[CUDA] Implement SegmentedMM by Lyxot · Pull Request #3238 · ml-explore/mlx

Lyxot · 2026-03-10T09:39:10Z

Proposed changes

Implement mx.segmented_mm for the CUDA backend using CUTLASS grouped GEMM.

Performance

MLX_ENABLE_TF32=0, random segments.

float32

| Case              | MLX ms | Loop ms | Speedup |
|-------------------|--------|---------|---------|
| 128x128x1024x16   | 0.040  | 0.353   | 8.73x   |
| 128x128x1024x32   | 0.042  | 0.645   | 15.49x  |
| 256x256x2048x16   | 0.130  | 0.566   | 4.35x   |
| 512x512x4096x32   | 0.200  | 0.788   | 3.95x   |
| 1024x1024x4096x32 | 0.596  | 1.509   | 2.53x   |
| 1024x1024x8192x64 | 1.197  | 2.929   | 2.45x   |

bfloat16

| Case              | MLX ms | Loop ms | Speedup |
|-------------------|--------|---------|---------|
| 128x128x1024x16   | 0.041  | 0.184   | 4.54x   |
| 128x128x1024x32   | 0.032  | 0.327   | 10.35x  |
| 256x256x2048x16   | 0.061  | 0.186   | 3.05x   |
| 512x512x4096x32   | 0.161  | 0.395   | 2.46x   |
| 1024x1024x4096x32 | 0.515  | 0.791   | 1.54x   |
| 1024x1024x8192x64 | 1.095  | 1.593   | 1.46x   |

MLX ms = mx.segmented_mm (CUTLASS grouped GEMM), Loop ms = MLX loop-of-matmuls baseline.

Checklist

Put an x in the boxes that apply.

I have read the CONTRIBUTING document
I have run pre-commit run --all-files to format my code / installed pre-commit prior to committing changes
I have added tests that prove my fix is effective or that my feature works
I have updated the necessary documentation (if needed)

Copilot

Pull request overview

Implements mx.segmented_mm on the CUDA backend by dispatching to a CUTLASS grouped GEMM path, enabling the existing Python BLAS segmented-mm tests to run on CUDA and adding a standalone benchmark script to compare against a loop-of-matmuls baseline.

Changes:

Enable CUDA support for the SegmentedMM primitive and remove the CUDA test skip.
Add SegmentedMM::eval_gpu implementation that prepares inputs and calls a new CUTLASS grouped-GEMM launcher.
Introduce a Python benchmark for mx.segmented_mm performance and numerical error checks.

Reviewed changes

Copilot reviewed 6 out of 6 changed files in this pull request and generated 3 comments.

Show a summary per file

File	Description
python/tests/cuda_skip.py	Removes the CUDA skip for the segmented_mm BLAS test.
mlx/backend/cuda/primitives.cpp	Marks `SegmentedMM` as supported on CUDA (removes NO_GPU).
mlx/backend/cuda/matmul.cpp	Adds CUDA implementation for `SegmentedMM::eval_gpu`.
mlx/backend/cuda/gemms/grouped_gemm_unaligned.cu	Adds segment-to-grouped-GEMM argument preparation kernel and CUTLASS dispatch wrapper.
mlx/backend/cuda/gemms/grouped_gemm.h	Declares `cutlass_segmented_mm` entrypoint.
benchmarks/python/segmented_mm_bench.py	Adds benchmarking and correctness checking script for segmented_mm.

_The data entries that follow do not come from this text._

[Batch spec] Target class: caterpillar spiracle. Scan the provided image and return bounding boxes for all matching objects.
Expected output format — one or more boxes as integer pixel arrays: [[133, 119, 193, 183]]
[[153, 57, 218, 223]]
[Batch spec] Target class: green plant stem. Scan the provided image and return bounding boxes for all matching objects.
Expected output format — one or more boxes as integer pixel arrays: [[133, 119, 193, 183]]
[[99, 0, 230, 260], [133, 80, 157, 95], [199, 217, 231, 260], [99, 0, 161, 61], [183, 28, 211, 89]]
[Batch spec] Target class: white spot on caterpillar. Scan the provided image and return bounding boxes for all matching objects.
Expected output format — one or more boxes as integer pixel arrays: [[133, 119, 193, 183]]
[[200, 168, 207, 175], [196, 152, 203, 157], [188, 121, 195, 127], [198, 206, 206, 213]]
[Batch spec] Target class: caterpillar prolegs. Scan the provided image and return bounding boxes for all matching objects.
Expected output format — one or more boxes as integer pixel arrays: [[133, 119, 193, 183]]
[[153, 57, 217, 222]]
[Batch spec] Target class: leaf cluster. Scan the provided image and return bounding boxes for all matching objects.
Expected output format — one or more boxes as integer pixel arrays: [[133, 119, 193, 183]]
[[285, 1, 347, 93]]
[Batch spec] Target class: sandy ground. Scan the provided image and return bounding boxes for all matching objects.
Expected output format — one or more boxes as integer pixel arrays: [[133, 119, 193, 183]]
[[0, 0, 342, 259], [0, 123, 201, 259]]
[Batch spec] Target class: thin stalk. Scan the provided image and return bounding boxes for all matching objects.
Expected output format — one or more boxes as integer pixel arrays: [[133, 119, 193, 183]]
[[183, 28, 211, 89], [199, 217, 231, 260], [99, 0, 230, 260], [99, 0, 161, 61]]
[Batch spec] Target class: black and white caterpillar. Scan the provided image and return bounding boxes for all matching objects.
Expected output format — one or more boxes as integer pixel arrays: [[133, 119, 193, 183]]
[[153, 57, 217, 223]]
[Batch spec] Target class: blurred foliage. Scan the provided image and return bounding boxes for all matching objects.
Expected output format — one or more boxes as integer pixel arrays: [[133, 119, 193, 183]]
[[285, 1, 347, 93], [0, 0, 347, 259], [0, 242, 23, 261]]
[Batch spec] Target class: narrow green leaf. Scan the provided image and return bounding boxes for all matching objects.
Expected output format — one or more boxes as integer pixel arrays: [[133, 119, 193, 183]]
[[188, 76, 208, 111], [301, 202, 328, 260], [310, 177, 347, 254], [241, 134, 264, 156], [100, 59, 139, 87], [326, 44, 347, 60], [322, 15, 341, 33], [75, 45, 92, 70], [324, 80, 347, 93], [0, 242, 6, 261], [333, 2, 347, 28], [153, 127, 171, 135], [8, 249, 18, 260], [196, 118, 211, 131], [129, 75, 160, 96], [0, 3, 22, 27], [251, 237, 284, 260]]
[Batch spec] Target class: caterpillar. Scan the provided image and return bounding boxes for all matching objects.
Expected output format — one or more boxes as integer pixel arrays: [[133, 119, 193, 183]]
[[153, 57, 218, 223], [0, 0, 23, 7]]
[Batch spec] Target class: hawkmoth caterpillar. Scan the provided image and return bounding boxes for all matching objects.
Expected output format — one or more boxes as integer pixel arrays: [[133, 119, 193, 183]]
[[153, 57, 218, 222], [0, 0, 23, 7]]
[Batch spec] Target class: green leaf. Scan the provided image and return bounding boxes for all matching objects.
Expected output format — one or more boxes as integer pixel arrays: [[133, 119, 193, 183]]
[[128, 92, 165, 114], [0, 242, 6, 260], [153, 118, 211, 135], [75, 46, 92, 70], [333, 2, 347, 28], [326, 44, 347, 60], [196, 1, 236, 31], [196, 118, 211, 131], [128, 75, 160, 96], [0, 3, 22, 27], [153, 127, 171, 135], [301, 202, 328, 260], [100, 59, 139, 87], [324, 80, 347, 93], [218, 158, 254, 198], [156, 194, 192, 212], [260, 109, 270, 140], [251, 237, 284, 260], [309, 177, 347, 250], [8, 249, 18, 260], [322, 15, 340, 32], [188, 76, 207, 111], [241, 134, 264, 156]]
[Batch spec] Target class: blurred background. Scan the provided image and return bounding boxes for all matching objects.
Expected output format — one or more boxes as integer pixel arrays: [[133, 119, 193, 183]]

💡 Add Copilot custom instructions for smarter, more guided reviews. Learn how to get started.

mlx/backend/cuda/matmul.cpp

mlx/backend/cuda/gemms/grouped_gemm_unaligned.cu

zcbenz

Thanks for implementing the missing ops! I'm not sure why the tests are failing, can you try rebasing the branch?

mlx/backend/cuda/gemms/grouped_gemm_unaligned.cu

mlx/backend/cuda/matmul.cpp

…e mismatches

Replace the host-side cuBLAS loop with a single CUTLASS grouped GEMM dispatch. A GPU-side prepare kernel builds per-segment problem sizes and pointer offsets from the segments array, eliminating the host sync that was required to read segment boundaries.

CUTLASS handles K=0 segments correctly: the mainloop iterates zero times and the epilogue writes zeros to the output.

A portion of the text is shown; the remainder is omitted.